Dans le film, le comédien incarne Conrad, le colérique cleptomane un peu niaiseux. «Conrad, c'est un pauvre type, c'est pas quelqu'un d'hyper intelligent. Il est très lent, mais le problème, c'est qu'il le sait et ça lui fait un peu de peine. Il sait qu'il se fait avoir», décrit Claude Legault.

Roy Dupuis a quant à lui hérité du rôle du meneur de la bande, Charles Favreau. «Disons que c'est quelqu'un qui a un certain potentiel, mais je pense qu'il a toujours vécu pour les autres. Il vient d'un milieu de petites crapules où, pour être quelqu'un, il faut être un voleur. Il a réussi à se positionner, mais il n'a jamais vraiment été ça», a raconté Roy Dupuis.

Une copie de son père

Paolo Noël est probablement celui qui a le plus puisé dans son passé pour incarner son personnage de vieux libidineux charmeur sans scrupule. «Le bonhomme ressemblait à mon père, un repris de justice un peu dangereux», raconte le comédien et chanteur.

Jean-Pierre Bergeron revient quant à lui au grand écran dans la peau d'Isidore, qui, sous ses dehors d'haïssable et de grincheux, «est quelqu'un de très souffrant et de très fermé», révèle son interprète.

Pour compléter le tableau, il y a le personnage de Patrice Robitaille, Donald, un grand tarla un peu mou à qui on confie pourtant d'importantes informations. En plus de la belle Maddy, jouée par la Française Aure Atika, qui viendra brouiller les cartes...

Même s'ils ne sont pas des enfants de choeur, les personnages restent attachants, pensent les comédiens. «C'est un scénario très drôle et humain. Outre la légèreté très appropriée pour l'été, il y a aussi le côté coeur qui est venu me chercher», confie Jean-Pierre Bergeron.

«C'est surtout le style, la manière dont l'histoire est racontée», pense de son côté Roy Dupuis. «Je trouve qu'il y a une naïveté dans la façon de raconter cette histoire-là qui me fait penser à d'anciennes comédies, mais en même temps avec une pensée moderne», conclut-il.

Surprise, sur prise

Tourner à l'étranger, de belles petites vacances? Pas pour l'équipe des Doigts croches, qui a rencontré plusieurs imprévus durant les 33 jours passés dans la campagne et les montagnes de l'Argentine.
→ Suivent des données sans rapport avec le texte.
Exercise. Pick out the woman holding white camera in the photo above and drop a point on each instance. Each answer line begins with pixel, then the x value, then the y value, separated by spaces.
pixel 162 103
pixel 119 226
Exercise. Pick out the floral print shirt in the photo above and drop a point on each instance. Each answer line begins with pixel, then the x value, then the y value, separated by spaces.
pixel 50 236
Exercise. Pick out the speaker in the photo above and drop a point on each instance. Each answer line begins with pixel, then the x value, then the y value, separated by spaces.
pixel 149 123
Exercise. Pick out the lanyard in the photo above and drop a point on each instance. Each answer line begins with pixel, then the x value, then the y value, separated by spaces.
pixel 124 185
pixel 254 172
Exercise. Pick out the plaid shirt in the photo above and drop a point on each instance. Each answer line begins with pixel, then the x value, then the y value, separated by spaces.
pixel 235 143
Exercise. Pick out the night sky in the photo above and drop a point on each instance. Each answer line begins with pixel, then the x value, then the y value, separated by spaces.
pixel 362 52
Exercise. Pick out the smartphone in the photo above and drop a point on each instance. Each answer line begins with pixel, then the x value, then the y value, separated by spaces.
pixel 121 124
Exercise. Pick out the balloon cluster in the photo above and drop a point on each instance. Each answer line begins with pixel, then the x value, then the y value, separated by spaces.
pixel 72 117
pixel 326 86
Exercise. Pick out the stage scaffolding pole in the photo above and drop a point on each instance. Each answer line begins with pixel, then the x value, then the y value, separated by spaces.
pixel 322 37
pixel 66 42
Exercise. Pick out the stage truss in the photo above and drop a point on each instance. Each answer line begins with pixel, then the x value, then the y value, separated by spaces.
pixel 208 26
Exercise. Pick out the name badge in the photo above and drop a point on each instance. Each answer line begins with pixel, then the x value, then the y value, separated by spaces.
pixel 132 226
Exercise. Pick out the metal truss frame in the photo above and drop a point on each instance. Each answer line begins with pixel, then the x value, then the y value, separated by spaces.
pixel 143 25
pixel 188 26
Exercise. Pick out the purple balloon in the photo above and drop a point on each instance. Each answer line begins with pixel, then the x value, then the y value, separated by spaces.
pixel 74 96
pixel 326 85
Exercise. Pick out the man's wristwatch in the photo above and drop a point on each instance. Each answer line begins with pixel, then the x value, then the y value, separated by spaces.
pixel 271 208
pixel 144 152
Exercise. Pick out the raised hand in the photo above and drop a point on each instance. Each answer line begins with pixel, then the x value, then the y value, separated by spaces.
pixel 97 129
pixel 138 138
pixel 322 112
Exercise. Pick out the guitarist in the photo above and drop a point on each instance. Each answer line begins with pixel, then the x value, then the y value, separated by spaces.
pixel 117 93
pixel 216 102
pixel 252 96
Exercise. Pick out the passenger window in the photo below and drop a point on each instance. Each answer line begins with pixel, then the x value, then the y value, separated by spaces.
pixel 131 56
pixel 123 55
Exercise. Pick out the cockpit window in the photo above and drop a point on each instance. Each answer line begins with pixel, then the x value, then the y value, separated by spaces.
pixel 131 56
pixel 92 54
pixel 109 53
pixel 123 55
Comme ce tout premier jour de tournage, où Ken Scott a attendu pendant plus de 4 h 30 sa distribution au grand complet, qui s'était perdue en chemin.

«Après avoir filmé des roches pendant quel-ques minutes, il n'y a plus grand-chose d'autre à faire que d'attendre. Heureusement, grâce au talent des acteurs, on a finalement pu filmer toutes les scènes qu'on avait à faire cette journée-là», raconte le réalisateur.
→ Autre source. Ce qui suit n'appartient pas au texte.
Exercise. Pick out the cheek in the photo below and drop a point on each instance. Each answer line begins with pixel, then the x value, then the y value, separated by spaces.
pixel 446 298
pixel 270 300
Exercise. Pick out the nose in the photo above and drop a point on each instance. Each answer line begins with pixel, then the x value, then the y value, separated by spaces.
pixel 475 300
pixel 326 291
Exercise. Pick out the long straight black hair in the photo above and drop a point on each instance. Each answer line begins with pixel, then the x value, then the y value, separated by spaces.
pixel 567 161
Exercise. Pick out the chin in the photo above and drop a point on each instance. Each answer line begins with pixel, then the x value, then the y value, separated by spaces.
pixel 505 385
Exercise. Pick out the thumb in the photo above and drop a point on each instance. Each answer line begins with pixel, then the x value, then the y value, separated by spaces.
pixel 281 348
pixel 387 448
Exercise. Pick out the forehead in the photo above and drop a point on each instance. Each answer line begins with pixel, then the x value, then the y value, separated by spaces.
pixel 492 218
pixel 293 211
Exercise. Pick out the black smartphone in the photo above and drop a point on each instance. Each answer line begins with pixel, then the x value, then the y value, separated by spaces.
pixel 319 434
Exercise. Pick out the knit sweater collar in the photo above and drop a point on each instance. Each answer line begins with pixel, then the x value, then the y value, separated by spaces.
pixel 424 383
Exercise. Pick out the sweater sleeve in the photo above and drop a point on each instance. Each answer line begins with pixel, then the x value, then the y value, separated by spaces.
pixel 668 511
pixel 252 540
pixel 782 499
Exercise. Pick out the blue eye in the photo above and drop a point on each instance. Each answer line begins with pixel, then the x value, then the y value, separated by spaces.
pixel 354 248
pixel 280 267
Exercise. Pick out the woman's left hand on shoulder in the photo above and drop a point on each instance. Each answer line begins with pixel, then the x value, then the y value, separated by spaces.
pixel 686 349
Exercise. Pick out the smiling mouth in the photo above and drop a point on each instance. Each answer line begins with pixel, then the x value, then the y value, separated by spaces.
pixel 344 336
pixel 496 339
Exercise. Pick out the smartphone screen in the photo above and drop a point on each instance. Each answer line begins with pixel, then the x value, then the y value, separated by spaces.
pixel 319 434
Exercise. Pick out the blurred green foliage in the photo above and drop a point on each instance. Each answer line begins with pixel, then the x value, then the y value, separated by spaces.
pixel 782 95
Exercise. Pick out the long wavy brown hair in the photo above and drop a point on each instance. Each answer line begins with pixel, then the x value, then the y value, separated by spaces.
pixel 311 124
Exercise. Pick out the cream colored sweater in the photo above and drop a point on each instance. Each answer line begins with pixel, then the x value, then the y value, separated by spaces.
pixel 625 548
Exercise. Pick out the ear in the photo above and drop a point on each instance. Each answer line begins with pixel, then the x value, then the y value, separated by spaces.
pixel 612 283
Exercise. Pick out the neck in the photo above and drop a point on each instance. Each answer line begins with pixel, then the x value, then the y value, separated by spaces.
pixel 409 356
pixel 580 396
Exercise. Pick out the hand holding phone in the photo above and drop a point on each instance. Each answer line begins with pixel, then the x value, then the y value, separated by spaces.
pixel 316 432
Claude Legault, lui, se souvient très bien de cette chaude journée dans le haut des montagnes qui s'est soudainement glacée avec l'arrivée autour d'eux de nuages et de vent. Il ventait tellement fort, raconte le comédien en riant, que l'équipe avait de la difficulté à se soulager la vessie sans en subir de fâcheuses conséquences.

«Mais c'est ça qui fait le bonheur des aventures et de la vie. On avait quelque chose à se raconter tous les soirs», conclut-il en rigolant.